山ノ大神年 文月二十六日 第四話

 全員の準備が整い、早速釣り糸を凪いだ海へと垂らす。

 私の知っている釣りであれば、餌に食いついた魚が糸を引いて釣竿が海面の方へたゆんだら、糸をぐるぐると巻いていた気がする。

 だけど、きおく釣りでもそれは同じなのだろうか。



「ねえ」



案の定惺大が縁よりも先に「どうした?」と反応した。

 仕方がないので、彼に尋ねることにする。



「ヒットしたらここ、巻けばいいの?」



まだ自身の釣竿に何もかかっていないからと、糸を巻いて実演して見せてくれた。彼を見るに、釣り方は現世での釣りの解釈と同じだった。



「あ、今釣りの仕方は同じって思ったでしょ?。まあそうなんだけど」



釣竿を振りかぶり、遠くへ糸を垂らす惺大。そう簡単にはかからないとわかっているらしく、おしゃべりに興じようという気満々だ。

 話し相手に選ばれたのが私でなかったら別に構わなかったけど、そうはいかないのが世の常だ。
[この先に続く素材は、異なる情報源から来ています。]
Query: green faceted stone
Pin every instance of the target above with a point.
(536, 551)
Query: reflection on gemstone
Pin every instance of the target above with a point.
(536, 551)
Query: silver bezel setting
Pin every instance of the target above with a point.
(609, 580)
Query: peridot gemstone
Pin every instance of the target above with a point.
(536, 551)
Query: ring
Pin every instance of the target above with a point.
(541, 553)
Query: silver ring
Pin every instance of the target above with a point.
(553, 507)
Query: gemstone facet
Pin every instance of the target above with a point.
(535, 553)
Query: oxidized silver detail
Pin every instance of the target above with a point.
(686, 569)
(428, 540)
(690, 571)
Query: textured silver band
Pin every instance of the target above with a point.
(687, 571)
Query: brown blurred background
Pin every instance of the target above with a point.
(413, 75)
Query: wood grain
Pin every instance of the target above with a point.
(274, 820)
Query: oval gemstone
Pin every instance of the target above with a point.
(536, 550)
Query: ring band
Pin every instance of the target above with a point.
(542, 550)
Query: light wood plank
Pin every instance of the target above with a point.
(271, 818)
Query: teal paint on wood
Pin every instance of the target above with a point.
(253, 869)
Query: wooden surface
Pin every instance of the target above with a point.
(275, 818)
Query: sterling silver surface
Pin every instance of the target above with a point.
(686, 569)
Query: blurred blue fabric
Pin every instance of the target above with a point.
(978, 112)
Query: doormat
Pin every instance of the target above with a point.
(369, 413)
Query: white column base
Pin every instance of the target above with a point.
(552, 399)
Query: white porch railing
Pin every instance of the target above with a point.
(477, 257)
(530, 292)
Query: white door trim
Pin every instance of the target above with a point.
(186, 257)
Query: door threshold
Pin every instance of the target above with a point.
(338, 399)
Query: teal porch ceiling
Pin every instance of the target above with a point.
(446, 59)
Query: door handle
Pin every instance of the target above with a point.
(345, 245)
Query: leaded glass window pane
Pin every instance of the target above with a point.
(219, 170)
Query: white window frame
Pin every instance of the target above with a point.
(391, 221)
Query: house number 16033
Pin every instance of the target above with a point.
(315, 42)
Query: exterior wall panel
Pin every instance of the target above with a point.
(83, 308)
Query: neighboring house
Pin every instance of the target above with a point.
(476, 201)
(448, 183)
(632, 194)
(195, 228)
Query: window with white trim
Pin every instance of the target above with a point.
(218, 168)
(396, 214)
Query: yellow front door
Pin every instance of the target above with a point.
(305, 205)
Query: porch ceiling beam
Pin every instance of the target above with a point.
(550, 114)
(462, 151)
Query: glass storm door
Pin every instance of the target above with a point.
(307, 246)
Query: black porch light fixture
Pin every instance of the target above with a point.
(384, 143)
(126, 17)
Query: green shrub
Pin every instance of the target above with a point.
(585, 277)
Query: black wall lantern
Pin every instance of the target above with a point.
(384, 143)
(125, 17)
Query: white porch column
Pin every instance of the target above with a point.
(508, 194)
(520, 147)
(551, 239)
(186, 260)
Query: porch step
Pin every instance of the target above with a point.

「隠世の海ではさ、魚の大きさで釣るのが大変になるんじゃなくて、記憶の重さで釣るのが大変になるんだってさ」


「つまり、小さいシルエットでも、その小魚へ姿を変えた記憶が重ければ釣るのが大変ってこと?」


「そうそう」



少し糸を上下に揺らしてみる。

 相手は生きている魚というわけではないから、餌を動かして見せてもあまり効果はないかもしれない。だけど、このままじっとしていると惺大に生い立ちから何まで根掘り葉掘り聞かれそうだ。それは大いに避けたい。



「漓宛ちゃんの」



ついに彼に対する苛立ちが限界に達した。